No tom certo

Dar o espaço certo ao exagero é uma missão muito difícil para qualquer artista. Poucos conseguem sucesso aos explorar esses limites que o que têm de nebulosos, têm de tênues. O texto de Inconscientes é todo baseado em sua capacidade de ser afetado sem sair do tom. E impressiona como o diretor Joaquín Oristrell é feliz em assumir o excesso: há um equilíbrio complicado de conseguir entre o escrachado e o sério. Há uns ecos de Pedro Almodóvar no início, embora o resultado seja muito diferente. A direção dá tanta consistência ao absurdo que ele se torna plausível. É louvável quando um cineasta acredita no seu filme.
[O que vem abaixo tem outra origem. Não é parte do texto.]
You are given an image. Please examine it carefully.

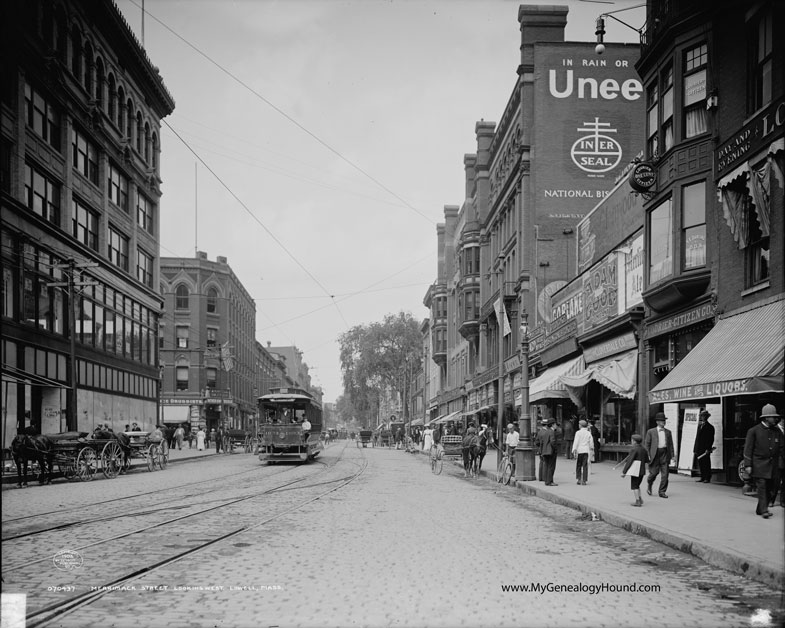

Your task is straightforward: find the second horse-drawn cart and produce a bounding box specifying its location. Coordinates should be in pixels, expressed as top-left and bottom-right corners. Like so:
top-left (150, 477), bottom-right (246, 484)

top-left (50, 431), bottom-right (168, 481)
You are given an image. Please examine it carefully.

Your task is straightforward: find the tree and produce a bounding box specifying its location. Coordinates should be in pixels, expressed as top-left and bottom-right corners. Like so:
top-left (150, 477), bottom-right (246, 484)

top-left (338, 311), bottom-right (422, 424)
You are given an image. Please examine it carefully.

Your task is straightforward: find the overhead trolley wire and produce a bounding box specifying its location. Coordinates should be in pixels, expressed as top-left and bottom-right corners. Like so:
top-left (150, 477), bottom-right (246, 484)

top-left (129, 0), bottom-right (436, 226)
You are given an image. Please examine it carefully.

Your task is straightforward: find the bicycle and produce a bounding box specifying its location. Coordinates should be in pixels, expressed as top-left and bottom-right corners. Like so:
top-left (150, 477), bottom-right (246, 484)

top-left (429, 443), bottom-right (444, 475)
top-left (497, 447), bottom-right (514, 485)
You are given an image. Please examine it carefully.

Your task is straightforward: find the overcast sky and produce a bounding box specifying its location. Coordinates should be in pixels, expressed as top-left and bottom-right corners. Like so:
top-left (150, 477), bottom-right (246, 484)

top-left (114, 0), bottom-right (645, 402)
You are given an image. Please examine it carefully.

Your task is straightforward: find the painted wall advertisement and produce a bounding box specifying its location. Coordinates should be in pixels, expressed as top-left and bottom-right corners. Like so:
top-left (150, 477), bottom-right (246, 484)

top-left (577, 177), bottom-right (645, 273)
top-left (533, 43), bottom-right (645, 229)
top-left (532, 43), bottom-right (645, 324)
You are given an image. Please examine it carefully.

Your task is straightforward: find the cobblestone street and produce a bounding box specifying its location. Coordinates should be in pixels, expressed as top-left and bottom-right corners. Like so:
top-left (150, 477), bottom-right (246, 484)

top-left (2, 442), bottom-right (782, 628)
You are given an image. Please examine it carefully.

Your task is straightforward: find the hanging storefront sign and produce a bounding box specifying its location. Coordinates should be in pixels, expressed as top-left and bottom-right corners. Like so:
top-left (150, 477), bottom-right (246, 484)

top-left (629, 162), bottom-right (657, 192)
E o roteiro é inteligente: brinca com Freud numa história de suspense que aborda alguns tabus de maneira leve e natural – e é construído quase que como uma homenagem ao cinema. Nada totalmente original, mas uma delícia de ver. A montagem acompanha o ritmo do filme, que tem fotografia esperta, sofisticada, quase hitchcockiana em alguns momentos. O timing do elenco é muito bom: a protagonista Leonor Watling, que pecava por estar além do tom em Minha Mãe Gosta de Mulher, consegue se encontrar aqui, ao lado de um inspirado Luis Tovar e da ótima Mercedes Sampietro. Inconscientes é a maior supresa deste ano até agora.

INCONSCIENTES
Inconscientes, Espanha/Alemanha/Itália/Portugal, 2004.
Direção: Joaquín Oristrell.
Roteiro: Dominic Harari, Joaquín Oristrell e Teresa Pelegri.
Elenco: Leonor Watling, Luis Tosar, Alex Brendemühl, Mercedes Sampietro, Núria Prims, Ana Rayo, Juanjo Puigcorbé, Marieta Orozco.
Fotografia: Jaume Peracaula. Direção de Arte: Llorenç Miquel. Música: Sergio Moure. Montagem: Miguel Ángel Santamaría. Figurinos: Sabine Daigeler. Produção: Mariela Besuievski, Marta Esteban, Josean Gómez e Gerardo Herrero. Site Oficial: Inconscientes.

rodapé:
A Hora da Zona Morta, de David Cronenberg.
A revisão veio na hora. Continua muito bom, mas tem algo de datado. Cronenberg não dirige bem o Christopher Walken, que muitas vezes está canastrão. Guarda um encanto nostálgico, mas impressiona bem menos numa época onde é pecado não se apoiar tanto no mágico.

nas picapes: Blue Monday, New Order.